The truth is that different temperatures, humidity levels and even activities can affect your eyes differently, which means you need to adjust your treatment plan depending on the location you are or what you are doing, says Dr. Glass. If you sit and watch the computer all day at work (rather than wandering around a museum on a day off), you will have other dry eye needs these days, she explains.

If you find that your current treatment regimen works just for you it's worth talking to your doctor about what else you can do to adjust to your daily routine.

. 5 The side effects persist long after the treatment.

All medications have a risk of side effects, and some of them are more unpleasant than others. According to Dr. Glass are dry eye ointments notorious for blurring, which can be quite annoying depending on the duration.

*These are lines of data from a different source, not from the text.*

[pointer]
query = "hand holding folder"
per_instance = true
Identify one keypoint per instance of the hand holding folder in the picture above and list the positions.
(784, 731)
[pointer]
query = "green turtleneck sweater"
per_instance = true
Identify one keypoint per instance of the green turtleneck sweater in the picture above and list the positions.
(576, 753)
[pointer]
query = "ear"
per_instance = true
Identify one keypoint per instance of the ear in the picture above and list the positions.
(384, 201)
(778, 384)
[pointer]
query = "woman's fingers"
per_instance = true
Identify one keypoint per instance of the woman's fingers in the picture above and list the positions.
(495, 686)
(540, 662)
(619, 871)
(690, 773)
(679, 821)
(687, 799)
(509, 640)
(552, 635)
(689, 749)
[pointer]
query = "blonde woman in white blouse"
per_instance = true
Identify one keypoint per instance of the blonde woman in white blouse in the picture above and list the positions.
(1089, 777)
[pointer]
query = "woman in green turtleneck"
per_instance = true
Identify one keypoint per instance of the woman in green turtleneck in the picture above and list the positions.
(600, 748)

For some people, the effect lasts one or two minutes, for others an hour and for others all day.

Of course, you do not want to put up your salve with the assumption that blurring will be gone by the end of time, breakfast just to deal with it at noon. Dr. Glass recommends trying out the ointment at night if you just go to bed. However, if you wake up and your vision is still blurry, this is a sign that this may not be the best option for you.

Even though it may be daunting to admit that your treatment is not chosen. If you work the way you want, with a little patience and determination, you and your doctor can find something that actually helps.